This is what went through my mind as I read Roy Strom’s latest article in Bloomberg Law – ‘Quinn Emanuel’s $185 Million Fee is Either a Bargain or Rip-Off’.

And then I began to imagine the kind of conversation that might unfold between Quinn Emanuel Urquhart & Sullivan and their clients for whom they appear to have achieved a stellar result.

‘No, as clients we don’t want to pay for the inefficiency and ineffectiveness inherent in hourly billing. We want value billing – we want to be charged an amount which is broadly commensurate with the value we believe we have received from our outside counsel – until of course it doesn’t suit us. And now it doesn’t suit us. If you think we are going to pay an effective hourly rate of $18,500, you’re nuts.’ We insist on the accountability and transparency that we think hourly billing provides.’

So, clients flip flop between wanting to be billed on the clock or a value billing arrangement depending which one will cost them less. In one sense there is nothing wrong with that. It’s all about informed choice. I can’t lay my hands on the precise reference but many years ago a line from an ABA report on hourly billing etched itself into my psyche and went something like this;

“No matter how it is arrived at, any fee agreed to between a law firm and a commercially sophisticated and informed client not under undue pressure, will in most instances by definition, be a fair fee.”

Good Lord, capitalist acts between consenting adults – how grown up!

Added to which is the sometimes overlooked and boring reality that this is also a basic Contract 101 issue. If the client and the firm agree to an hourly rate structure, that is what should apply. If the client agrees to pay a percentage for a particular result, it is immaterial whether the firm achieved that in 500 hours or 5,000 hours. They must pay the agreed percentage and that is that.

And as we have banged on about ad nauseum for years, ‘time’ is only one of the relevant pricing factors. Under ABA Model Rule 1.5, a practitioner is entitled to take account of a range of considerations, both quantitative and qualitative, in determining what constitutes a fair and reasonable fee from the perspective of both the client and the firm.

The real crime here is clients who seek to rewrite the rules of engagement ex post facto. Imagine if a law firm did that - the howls of outrage and censure that would follow.

So, is it not utterly disingenuous for a client to raise an argument after the result and effort is known, that an extrapolated hourly rate of $18,500, is unreasonable? The client got the result they wanted within cost parameters that they had agreed to. The rest is just smoke and noise.

What a client in those circumstances is trying to do is the legal equivalent of telling the croupier to spin the Roulette wheel at a Vegas casino, and telling them to place the ball in your preferred slot once the wheel has stopped spinning.

As Roy Strom noted, Quinn Emanuel argues that its fee request is reasonable.
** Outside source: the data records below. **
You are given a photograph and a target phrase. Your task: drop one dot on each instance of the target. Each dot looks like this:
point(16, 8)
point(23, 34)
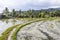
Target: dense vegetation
point(30, 13)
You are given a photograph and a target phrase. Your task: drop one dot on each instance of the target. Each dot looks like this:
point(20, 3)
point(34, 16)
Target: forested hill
point(51, 12)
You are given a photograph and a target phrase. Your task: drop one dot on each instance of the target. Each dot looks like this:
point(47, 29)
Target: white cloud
point(27, 4)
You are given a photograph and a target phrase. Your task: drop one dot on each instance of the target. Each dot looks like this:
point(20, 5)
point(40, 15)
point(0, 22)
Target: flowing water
point(4, 24)
point(43, 30)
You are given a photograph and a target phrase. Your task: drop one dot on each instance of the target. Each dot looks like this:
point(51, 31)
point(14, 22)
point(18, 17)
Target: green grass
point(30, 20)
point(6, 33)
point(21, 26)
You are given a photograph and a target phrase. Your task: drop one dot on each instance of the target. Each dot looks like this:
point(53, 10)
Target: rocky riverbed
point(43, 30)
It cited the case’s success obtaining every cent the insurers sought, the firm’s work developing the legal theory behind the cases, and the insurers’ agreement to a fee in the 5% range.”

As Herbert Kritzer, a law professor at the University of Minnesota Law School, said for the Bloomberg article, the court’s role in deciding class-action lawyer fees is to protect unsophisticated clients from lawyers requesting runaway payments. He said insurers who entered the agreement with Quinn Emanuel, and the financiers who purchased their claims, “arguably” don’t need the court’s protection.

“These are sophisticated players,” Kritzer said. “The group I am least sympathetic to that complains about fees are sophisticated players who enter into fee agreements.”

Clients frequently talk about wanting their law firms to be more innovative with their pricing, to come up with models that more acutely align the interests of the client with those of the firm. And yet as we too often see, what the client really wants is a series of pricing choices, the lesser of which they will decide on and pay for, after the event.

Little wonder that many firms are reluctant to engage in these sorts of pricing conversations with clients. For this aspect of the relationship to evolve as it surely must, both sides must put in the effort and both sides must engage with integrity.